In mammals, AMPK and CREB are involved in energy homeostasis, particularly in response to starvation. Surprisingly, differentially expressed genes in aak-2-overexpressing, tax-6 null mutant and crh-1 null mutant animals were not markedly enriched for genes related to metabolism. Rather, there was strong upregulation of genes involved in ER stress, with 55% of known activated in blocked unfolded protein response family members (ABU)20, upregulated by all mutants (P = 1.7× 10−8, Fisher’s exact test; Fig. 4f, Supplementary Fig. 10 and Supplementary Table 2). abu genes are induced in response to ER stress when the unfolded protein response pathway (UPR) is blocked and are therefore thought to act in parallel to the UPR to maintain protein homeostasis20. abu genes are required for innate immunity21 and, notably, are activated by resveratrol and critical for its effects on longevity in C. elegans22. Furthermore, overexpression of abu family members increases lifespan in the worm22. It will be interesting to determine the potential role of ER stress in lifespan extension via AMPK–calcineurin–CRTC-1 signalling and whether CRTC-1 has a role in resveratrol-mediated lifespan extension.
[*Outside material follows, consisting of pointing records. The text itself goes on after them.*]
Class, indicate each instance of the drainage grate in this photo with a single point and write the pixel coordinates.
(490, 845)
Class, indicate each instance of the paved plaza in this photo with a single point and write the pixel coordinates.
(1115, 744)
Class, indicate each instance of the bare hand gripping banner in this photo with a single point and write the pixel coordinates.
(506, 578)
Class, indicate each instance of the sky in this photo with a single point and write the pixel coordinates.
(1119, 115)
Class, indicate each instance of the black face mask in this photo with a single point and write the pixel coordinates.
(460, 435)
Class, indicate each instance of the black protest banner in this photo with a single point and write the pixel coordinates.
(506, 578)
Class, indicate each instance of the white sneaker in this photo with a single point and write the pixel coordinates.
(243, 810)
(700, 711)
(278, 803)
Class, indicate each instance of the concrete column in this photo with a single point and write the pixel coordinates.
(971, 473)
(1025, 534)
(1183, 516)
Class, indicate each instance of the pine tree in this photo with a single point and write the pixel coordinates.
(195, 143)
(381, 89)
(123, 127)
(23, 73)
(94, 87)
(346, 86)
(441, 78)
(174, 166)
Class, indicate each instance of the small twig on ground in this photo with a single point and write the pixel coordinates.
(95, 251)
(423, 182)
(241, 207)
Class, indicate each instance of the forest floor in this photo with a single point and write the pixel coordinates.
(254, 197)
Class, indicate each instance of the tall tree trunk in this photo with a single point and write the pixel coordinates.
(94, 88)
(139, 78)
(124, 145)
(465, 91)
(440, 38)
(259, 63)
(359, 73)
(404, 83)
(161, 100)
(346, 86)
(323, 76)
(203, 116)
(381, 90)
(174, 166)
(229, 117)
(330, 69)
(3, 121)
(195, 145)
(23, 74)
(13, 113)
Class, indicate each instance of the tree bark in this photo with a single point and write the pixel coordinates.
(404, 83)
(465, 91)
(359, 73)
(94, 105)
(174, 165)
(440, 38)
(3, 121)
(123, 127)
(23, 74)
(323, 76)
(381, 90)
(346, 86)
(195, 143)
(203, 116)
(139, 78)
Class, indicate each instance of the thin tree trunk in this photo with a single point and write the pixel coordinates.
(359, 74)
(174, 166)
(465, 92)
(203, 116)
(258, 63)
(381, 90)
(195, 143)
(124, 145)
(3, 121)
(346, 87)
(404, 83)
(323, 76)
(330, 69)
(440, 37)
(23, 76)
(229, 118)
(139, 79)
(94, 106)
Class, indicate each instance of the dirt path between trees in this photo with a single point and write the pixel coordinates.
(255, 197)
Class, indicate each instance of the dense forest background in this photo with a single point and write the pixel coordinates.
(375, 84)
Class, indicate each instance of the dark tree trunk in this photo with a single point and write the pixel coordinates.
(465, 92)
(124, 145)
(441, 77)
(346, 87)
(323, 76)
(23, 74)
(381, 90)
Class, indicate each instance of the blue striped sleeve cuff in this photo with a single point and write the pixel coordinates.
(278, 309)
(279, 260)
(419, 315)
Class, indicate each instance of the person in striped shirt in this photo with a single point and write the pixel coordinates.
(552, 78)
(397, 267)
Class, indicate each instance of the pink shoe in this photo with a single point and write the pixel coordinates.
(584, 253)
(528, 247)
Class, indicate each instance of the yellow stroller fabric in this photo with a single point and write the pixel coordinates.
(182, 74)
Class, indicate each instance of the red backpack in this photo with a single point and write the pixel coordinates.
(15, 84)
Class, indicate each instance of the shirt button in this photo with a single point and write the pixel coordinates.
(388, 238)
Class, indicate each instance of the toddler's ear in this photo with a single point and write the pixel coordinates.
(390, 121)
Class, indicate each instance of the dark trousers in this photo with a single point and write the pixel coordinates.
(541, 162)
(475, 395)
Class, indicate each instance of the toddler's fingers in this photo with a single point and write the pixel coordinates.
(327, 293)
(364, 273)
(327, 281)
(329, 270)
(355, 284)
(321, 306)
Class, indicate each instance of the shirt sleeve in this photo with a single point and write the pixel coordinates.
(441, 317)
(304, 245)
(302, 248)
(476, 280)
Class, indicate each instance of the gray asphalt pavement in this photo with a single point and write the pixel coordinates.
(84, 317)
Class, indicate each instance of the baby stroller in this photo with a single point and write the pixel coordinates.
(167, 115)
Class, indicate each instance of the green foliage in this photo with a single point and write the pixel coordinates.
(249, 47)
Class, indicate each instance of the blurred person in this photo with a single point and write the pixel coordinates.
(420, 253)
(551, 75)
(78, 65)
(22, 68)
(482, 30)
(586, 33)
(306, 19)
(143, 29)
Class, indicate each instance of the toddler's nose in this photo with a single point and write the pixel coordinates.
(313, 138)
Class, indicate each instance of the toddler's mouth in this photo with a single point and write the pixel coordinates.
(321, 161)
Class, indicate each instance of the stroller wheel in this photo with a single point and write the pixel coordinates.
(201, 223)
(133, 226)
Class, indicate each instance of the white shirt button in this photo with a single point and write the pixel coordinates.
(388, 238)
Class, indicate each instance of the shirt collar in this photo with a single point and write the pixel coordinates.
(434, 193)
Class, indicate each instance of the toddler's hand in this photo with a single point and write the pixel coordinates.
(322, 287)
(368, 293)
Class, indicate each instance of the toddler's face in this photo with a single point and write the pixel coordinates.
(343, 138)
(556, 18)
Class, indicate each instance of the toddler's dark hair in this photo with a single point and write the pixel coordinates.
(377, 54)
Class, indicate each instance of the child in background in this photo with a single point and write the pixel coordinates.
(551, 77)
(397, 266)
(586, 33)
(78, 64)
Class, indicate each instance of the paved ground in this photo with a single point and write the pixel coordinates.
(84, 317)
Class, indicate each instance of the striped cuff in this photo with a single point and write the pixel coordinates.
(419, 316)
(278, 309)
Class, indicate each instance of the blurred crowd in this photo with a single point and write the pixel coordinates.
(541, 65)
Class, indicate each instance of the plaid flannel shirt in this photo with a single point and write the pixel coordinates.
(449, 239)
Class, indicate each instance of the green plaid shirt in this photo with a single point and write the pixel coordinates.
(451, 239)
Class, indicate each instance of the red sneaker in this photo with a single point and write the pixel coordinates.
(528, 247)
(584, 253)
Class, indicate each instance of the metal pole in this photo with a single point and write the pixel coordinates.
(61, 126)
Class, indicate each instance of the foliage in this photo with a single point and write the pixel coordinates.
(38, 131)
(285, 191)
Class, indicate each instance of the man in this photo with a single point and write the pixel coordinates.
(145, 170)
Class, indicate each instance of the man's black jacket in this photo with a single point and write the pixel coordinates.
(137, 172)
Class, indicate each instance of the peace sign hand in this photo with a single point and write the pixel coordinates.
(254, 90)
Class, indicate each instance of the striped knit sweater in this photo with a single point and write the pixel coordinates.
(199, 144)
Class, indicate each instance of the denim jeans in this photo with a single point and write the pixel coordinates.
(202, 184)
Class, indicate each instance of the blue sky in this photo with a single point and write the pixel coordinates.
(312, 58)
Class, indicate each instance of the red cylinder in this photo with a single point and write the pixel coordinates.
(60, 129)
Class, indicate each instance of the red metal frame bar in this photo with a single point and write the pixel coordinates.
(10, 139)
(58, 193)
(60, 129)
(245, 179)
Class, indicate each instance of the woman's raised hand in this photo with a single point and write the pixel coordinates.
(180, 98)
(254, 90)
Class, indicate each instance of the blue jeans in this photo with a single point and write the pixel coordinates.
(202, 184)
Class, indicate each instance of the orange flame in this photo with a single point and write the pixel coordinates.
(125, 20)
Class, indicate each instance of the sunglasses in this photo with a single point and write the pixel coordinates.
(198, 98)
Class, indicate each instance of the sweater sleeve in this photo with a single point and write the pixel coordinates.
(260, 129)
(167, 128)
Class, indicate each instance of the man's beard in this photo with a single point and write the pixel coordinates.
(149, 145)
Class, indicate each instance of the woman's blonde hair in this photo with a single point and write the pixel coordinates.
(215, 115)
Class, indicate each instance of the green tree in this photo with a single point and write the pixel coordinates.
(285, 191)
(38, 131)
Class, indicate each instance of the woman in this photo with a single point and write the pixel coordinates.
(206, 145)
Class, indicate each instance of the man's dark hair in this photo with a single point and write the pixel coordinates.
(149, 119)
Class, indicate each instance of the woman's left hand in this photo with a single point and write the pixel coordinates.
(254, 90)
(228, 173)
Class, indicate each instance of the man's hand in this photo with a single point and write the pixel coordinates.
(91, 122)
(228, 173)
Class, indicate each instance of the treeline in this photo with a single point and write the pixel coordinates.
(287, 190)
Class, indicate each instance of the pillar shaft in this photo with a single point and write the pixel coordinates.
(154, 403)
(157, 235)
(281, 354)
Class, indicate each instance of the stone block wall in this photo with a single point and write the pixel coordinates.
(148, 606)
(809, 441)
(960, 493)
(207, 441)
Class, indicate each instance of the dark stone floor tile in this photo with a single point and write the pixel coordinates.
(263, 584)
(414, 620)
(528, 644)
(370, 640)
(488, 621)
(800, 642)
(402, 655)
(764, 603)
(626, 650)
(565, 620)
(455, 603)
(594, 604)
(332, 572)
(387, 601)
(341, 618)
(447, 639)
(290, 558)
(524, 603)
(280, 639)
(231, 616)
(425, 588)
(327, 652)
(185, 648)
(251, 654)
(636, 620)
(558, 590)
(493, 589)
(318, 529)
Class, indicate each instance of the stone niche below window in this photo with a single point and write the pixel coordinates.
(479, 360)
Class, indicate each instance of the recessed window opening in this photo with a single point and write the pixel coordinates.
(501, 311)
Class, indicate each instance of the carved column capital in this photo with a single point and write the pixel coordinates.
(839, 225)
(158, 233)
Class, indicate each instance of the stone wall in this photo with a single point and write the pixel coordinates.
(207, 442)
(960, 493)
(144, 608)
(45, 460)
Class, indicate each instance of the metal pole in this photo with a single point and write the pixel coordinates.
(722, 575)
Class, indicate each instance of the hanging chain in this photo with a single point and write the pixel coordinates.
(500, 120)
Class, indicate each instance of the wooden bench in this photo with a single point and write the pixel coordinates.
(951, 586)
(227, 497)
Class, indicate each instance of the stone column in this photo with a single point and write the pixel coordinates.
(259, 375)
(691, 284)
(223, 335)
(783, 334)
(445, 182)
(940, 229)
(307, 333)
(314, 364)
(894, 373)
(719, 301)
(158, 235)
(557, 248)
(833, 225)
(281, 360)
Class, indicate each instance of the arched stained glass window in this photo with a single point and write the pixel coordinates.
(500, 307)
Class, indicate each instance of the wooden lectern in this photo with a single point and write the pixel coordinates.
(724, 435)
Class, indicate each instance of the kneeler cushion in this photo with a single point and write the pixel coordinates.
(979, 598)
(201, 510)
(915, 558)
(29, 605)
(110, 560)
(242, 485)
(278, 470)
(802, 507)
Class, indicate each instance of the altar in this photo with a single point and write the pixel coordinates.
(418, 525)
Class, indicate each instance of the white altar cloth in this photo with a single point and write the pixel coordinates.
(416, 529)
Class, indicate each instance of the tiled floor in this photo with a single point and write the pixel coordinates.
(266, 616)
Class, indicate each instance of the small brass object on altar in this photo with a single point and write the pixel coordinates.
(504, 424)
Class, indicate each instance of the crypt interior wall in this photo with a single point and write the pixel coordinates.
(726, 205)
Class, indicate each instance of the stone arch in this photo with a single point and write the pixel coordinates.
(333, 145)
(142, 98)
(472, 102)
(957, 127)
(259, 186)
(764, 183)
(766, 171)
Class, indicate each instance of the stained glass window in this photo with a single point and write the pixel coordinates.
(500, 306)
Our data indicate that CRTC-1 is the critical direct longevity target of both AMPK and calcineurin in C. elegans and identify a new role for CRTCs and CREB in modulating longevity. They also represent the first analysis of the transcriptional profiles of long-lived activated AMPK and deactivated calcineurin organisms and suggest the primary longevity-associated role of these perturbations is the modulation of CRTC-1 and CRH-1 transcriptional activity. Notably, both the FOXO transcription factor daf-16 (ref. 23) and genes involved in autophagy24 have also been implicated in AMPK and calcineurin longevity, respectively. Further work to determine precisely where the AMPK–calcineurin–CRTC-1 pathway converges with FOXO and autophagy will be enlightening. It will also be interesting to determine if CRTC-1 mediates downstream effects of kinases other than AMPK. In mammals, CRTCs are regulated by multiple CAMKL kinase family members8,9,25 (Supplementary Table 3), and we saw additive effects of AMPK and related kinases on the localization of CRTC-1, in particular the MAP/microtubule affinity-regulating kinase (MARK) par-1, indicating that this kinase may also regulate CRTC-1 in vivo (Supplementary Fig. 13c, d). At present, however, AMPK is the only CAMKL kinase shown to be a positive regulator of longevity.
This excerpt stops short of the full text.